> A Kid for Two Farthings was director Carol Reed's first color film. He shot it in Eastmancolor, which was a rival process to the more popular Technicolor. It was also Reed's last film for producer Alexander Korda's London Films, which had produced the classics The Fallen Idol (1948) and The Third Man (1949).

> Reed wanted to make A Kid for Two Farthings as authentic as possible, and so he shot at many locations around London, including the East End, Aldgate, Petticoat Lane, Broadgate, and St. Paul's Cathedral, Ludgate Hill. Interiors were shot at Shepperton Studios in Surrey. Shepperton was the same studios where Reed had shot The Third Man and where he would later shoot the musical Oliver! (1968).

>Wolf Mankowitz's 1953 novel, A Kid for Two Farthings was based on his own life as a child growing up in London's East End Jewish community. The title gets its name from Chad Gadya, a traditional Passover song, whose lyrics include "One little goat which my father bought for two zuzim."

> A farthing was a British coin worth 1/4th of a penny. The farthing was discontinued in 1961.

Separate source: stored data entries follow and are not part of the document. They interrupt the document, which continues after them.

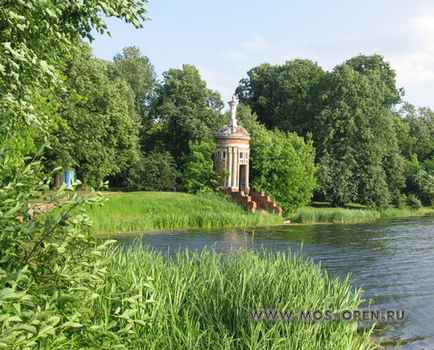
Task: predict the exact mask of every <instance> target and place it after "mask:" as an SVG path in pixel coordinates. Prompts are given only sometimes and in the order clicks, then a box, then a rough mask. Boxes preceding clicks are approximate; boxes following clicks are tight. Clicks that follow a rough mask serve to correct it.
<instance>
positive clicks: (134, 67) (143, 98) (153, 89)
mask: <svg viewBox="0 0 434 350" xmlns="http://www.w3.org/2000/svg"><path fill="white" fill-rule="evenodd" d="M111 76H112V78H121V79H123V80H126V81H127V82H128V84H130V86H131V88H132V89H133V91H134V95H135V103H136V107H137V112H138V114H139V116H140V119H141V121H142V124H144V125H145V126H147V127H149V124H150V122H151V121H150V120H149V105H150V101H151V98H152V94H153V91H154V87H155V84H156V82H157V78H156V73H155V68H154V66H153V65H152V64H151V62H150V61H149V58H148V57H146V56H143V54H142V53H141V52H140V49H139V48H137V47H135V46H129V47H126V48H124V49H123V51H122V53H117V54H116V55H115V57H114V64H113V67H112V72H111Z"/></svg>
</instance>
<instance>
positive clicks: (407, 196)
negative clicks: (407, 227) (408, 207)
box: [407, 193, 422, 210]
mask: <svg viewBox="0 0 434 350" xmlns="http://www.w3.org/2000/svg"><path fill="white" fill-rule="evenodd" d="M407 201H408V206H409V207H410V208H411V209H414V210H418V209H420V208H422V202H421V201H420V199H419V198H417V197H416V196H415V195H414V194H411V193H410V194H409V195H408V196H407Z"/></svg>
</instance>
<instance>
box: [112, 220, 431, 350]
mask: <svg viewBox="0 0 434 350" xmlns="http://www.w3.org/2000/svg"><path fill="white" fill-rule="evenodd" d="M134 238H135V237H132V236H128V237H117V239H118V240H119V243H121V244H130V243H131V242H132V240H133V239H134ZM141 240H142V241H143V242H145V243H147V244H149V245H150V246H151V247H153V248H154V249H155V250H161V251H163V252H169V253H174V252H175V251H178V250H183V249H185V248H187V247H188V249H190V250H196V249H198V250H202V249H203V248H204V247H205V246H208V247H214V248H215V250H216V251H218V252H221V253H223V254H227V253H230V252H233V251H234V250H236V249H239V248H241V247H245V246H249V247H252V246H253V247H260V246H264V247H267V248H268V249H270V250H274V251H287V250H288V249H291V251H293V252H299V251H301V254H303V255H304V256H307V257H309V258H311V259H313V260H314V261H315V262H318V263H319V262H321V266H322V267H323V268H325V269H327V270H328V271H329V272H330V273H331V275H332V276H335V277H337V276H339V277H342V278H344V277H346V276H347V275H348V273H351V281H352V283H353V284H354V285H356V286H358V287H361V288H362V289H363V290H364V294H363V298H364V299H367V300H369V299H373V300H374V303H373V304H371V309H372V310H381V311H382V312H385V311H386V310H397V309H399V310H405V320H404V321H403V322H395V323H388V324H387V325H386V326H387V328H386V329H385V330H384V333H383V334H382V335H383V336H384V337H385V338H387V339H390V340H391V341H392V342H394V343H396V342H400V343H401V344H402V345H401V349H403V350H415V349H418V350H421V349H430V350H432V349H434V217H422V218H405V219H380V220H376V221H374V222H369V223H362V224H360V223H359V224H337V225H306V226H296V225H285V226H268V227H255V228H232V229H189V230H173V231H165V232H162V233H157V234H150V235H146V234H145V235H142V236H141Z"/></svg>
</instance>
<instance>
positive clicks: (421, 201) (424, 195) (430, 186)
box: [413, 170, 434, 207]
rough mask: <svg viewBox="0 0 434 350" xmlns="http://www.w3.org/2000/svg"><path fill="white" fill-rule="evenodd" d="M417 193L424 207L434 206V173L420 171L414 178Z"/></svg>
mask: <svg viewBox="0 0 434 350" xmlns="http://www.w3.org/2000/svg"><path fill="white" fill-rule="evenodd" d="M413 183H414V184H415V187H416V193H417V194H418V197H419V198H420V199H421V202H422V203H423V204H424V205H429V206H432V207H433V206H434V173H431V174H430V173H428V172H427V171H425V170H420V171H418V173H417V174H416V175H415V176H414V178H413Z"/></svg>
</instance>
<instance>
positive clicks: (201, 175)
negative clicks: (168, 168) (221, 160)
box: [181, 138, 228, 193]
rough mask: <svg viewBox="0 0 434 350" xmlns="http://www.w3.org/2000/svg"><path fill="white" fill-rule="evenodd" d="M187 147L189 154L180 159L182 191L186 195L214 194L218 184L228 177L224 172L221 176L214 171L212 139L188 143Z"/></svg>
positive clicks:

>When A Kid for Two Farthings made its debut in London in May 1955 and in New York in April 1956, the critics were not overly enthusiastic. Bosley Crowther of The New York Times thought the film was slow, but that Jonathan Ashmore was "an appealing lad--a little posey, perhaps; a little precious, but a none-the-less heart-warming kid. Celia Johnson as his mother and David Kossoff as the tailor are touching, too." However, Crowther was not impressed with Diana Dors, who he called "about as sensitive as Marilyn Monroe, whom she terrifyingly resembles; and Joe Robinson, who plays Sam, looks and acts as though he'd be happier on a police horse than riding the poignant myth of a unicorn."

> Although this was Carol Reed's least successful film, A Kid for Two Farthings was the ninth most popular film at the British box office in 1955, and was nominated for a Golden Palm at the 1955 Cannes Film Festival.